Transaction Valuation                                     Amount of Filing Fee
$7,218,000(1)                                                     $1,443.60(2)

(1)      This amount is based upon the exchange of each outstanding share of
         Series A Cumulative Preferred Stock for either 2.5 shares of Sea Pines
         Associates, Inc. common stock, without par value, or one 9.5% Trust
         Preferred Security (liquidation amount of $7.60 per security) of Sea
         Pines Associates Trust I. Currently there are 1,228,350 shares of
         Series A Cumulative Preferred Stock outstanding.

(2)      Such a fee comprises one-fiftieth of one percent of the aggregate
         amount of $7,218,000, the book value of the outstanding shares of
         Series A Cumulative Preferred Stock as of October 31, 1999.


<PAGE>   2

[X]      Check box if any part of the fee is offset as provided by Rule
         0-11(a)(2) and identify the filing with which the offsetting fee was
         previously paid. Identify the previous filing by registration statement
         number, or the Form or Schedule and the date of its filing.

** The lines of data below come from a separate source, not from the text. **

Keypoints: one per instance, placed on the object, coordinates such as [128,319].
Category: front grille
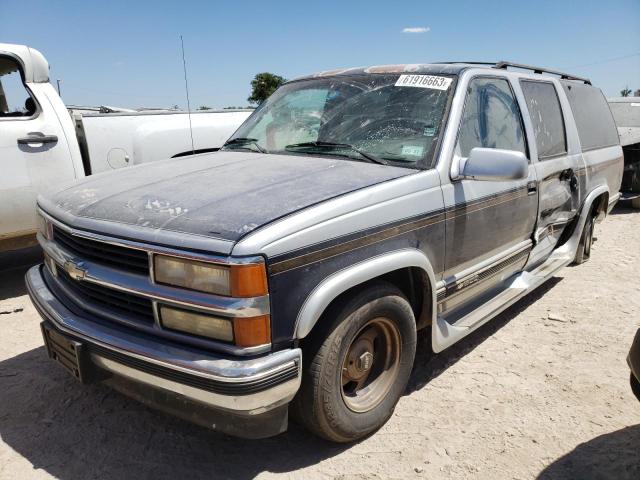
[130,306]
[123,258]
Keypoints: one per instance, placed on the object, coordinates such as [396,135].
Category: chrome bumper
[247,387]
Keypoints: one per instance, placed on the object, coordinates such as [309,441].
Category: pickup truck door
[557,168]
[34,153]
[488,223]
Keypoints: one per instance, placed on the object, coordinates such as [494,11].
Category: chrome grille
[123,258]
[133,307]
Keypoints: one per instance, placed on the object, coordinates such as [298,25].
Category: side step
[446,334]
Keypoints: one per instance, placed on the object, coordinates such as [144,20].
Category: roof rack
[565,76]
[502,64]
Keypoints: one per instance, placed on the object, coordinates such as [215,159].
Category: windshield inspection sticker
[424,81]
[412,150]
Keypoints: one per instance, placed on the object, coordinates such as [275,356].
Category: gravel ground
[540,392]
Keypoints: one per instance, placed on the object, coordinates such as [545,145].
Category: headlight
[44,226]
[244,332]
[196,323]
[228,280]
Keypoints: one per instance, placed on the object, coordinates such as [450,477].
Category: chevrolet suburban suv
[290,271]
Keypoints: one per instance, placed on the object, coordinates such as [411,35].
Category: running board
[446,334]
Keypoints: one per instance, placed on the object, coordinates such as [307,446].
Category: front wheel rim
[370,365]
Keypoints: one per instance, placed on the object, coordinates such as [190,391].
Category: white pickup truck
[42,143]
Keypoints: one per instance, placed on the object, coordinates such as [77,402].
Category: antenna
[186,87]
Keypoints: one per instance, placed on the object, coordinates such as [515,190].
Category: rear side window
[491,117]
[546,116]
[596,128]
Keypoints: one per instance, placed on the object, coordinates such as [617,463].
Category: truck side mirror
[494,164]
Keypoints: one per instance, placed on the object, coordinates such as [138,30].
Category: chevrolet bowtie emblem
[75,271]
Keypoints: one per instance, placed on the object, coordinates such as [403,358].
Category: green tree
[263,85]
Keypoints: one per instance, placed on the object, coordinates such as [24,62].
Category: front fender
[341,281]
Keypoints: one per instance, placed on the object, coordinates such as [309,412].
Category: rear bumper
[227,393]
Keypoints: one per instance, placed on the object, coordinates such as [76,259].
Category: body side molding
[339,282]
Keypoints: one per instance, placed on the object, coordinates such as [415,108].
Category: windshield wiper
[243,141]
[336,146]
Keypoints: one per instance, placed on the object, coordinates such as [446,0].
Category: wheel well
[599,206]
[413,282]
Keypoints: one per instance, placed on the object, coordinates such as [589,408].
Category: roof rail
[565,76]
[505,64]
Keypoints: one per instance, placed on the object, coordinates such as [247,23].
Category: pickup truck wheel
[356,368]
[586,241]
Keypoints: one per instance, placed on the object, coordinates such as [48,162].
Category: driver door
[488,223]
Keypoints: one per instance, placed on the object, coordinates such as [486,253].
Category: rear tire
[586,241]
[357,365]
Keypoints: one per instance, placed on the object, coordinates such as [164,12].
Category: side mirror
[496,165]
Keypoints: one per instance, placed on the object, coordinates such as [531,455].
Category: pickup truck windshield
[380,118]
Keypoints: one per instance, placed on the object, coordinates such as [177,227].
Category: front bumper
[176,378]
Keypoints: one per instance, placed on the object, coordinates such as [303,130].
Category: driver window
[15,100]
[491,118]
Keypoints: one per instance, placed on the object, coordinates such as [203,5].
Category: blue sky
[127,53]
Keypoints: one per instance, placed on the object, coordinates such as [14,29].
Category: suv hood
[222,195]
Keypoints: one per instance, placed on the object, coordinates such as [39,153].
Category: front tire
[357,367]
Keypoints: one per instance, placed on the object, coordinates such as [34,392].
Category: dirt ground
[540,392]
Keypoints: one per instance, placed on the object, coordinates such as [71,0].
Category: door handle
[33,138]
[566,174]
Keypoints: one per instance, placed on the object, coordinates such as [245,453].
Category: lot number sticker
[424,81]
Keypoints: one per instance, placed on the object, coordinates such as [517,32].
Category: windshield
[392,119]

         Amount Previously Paid:                $1,443.60

         Form or Registration No.:              Schedule 13E-4

         Filing Party:                          Sea Pines Associates, Inc.
                                                Sea Pines Associates Trust I

         Date Filed:                            December 22, 1999


       AMENDMENT NO. 1 TO ISSUER TENDER OFFER STATEMENT ON SCHEDULE 13E-4

                                  INTRODUCTION

         This Amendment No. 1, dated February 3, 2000, supplements and amends
the Issuer Tender Offer Statement on Schedule 13E-4 (the "Original Statement")
filed with the Securities and Exchange Commission on December 22, 1999 by Sea
Pines Associates, Inc. (the "Company") and Sea Pines Associates Trust I (the
"Trust"), regarding the offer by the Company and the Trust to exchange each
share of the Company's outstanding Series A Cumulative Preferred Stock ($0.722
Dividend Rate / $7.60 Liquidation Preference and Redemption Price) ("Series A
Preferred Stock"), for either 2.5 shares of the Company's common stock, without
par value ("Common Stock"), or one 9.5% Trust Preferred Security (Liquidation
Amount of $7.60 per Trust Preferred Security) of the Trust upon the terms and
subject to the conditions set forth in the Exchange Offer dated December 21,
1999 (the "Exchange Offer") and in the related Letter of Transmittal (the
"Letter of Transmittal"). Capitalized terms not defined herein shall have the
same meaning as in the Original Statement. A copy of the Exchange Offer and the
Letter of Transmittal (which together constitute the "Offer") were included as
exhibits to and incorporated by reference in the Original Statement.

         Under the original terms of the Offer, the Offer was to expire at 12:00
midnight, Eastern Standard Time, on January 31, 2000. In a Press Release dated
February 2, 2000, the Company and the Trust announced their intention to extend
the Expiration Date of the Offer to 12:00 midnight, Eastern Standard Time, on
February 15, 2000.

         This Amendment constitutes the first amendment to the Original
Statement in accordance with Rule 13e-4(c)(2) under the Securities Exchange Act
of 1934, as amended, and General Instruction E to Schedule 13E-4. This Amendment
supplements and amends the Original Statement to change the date on the cover
page naming the date on which the Offer was first published, sent or given to
security holders from December 21, 1999 to the correct date,



                                       2
<PAGE>   3

December 22, 1999, and to amend the Offer to extend the Expiration Date of the
Offer to February 15, 2000. The Company's February 2, 2000 Press Release is
attached hereto as Exhibit (a)(10).

         Only those items of the Original Statement that are amended and
supplemented hereby are included herein.

Item 9.  Material to be Filed as Exhibits.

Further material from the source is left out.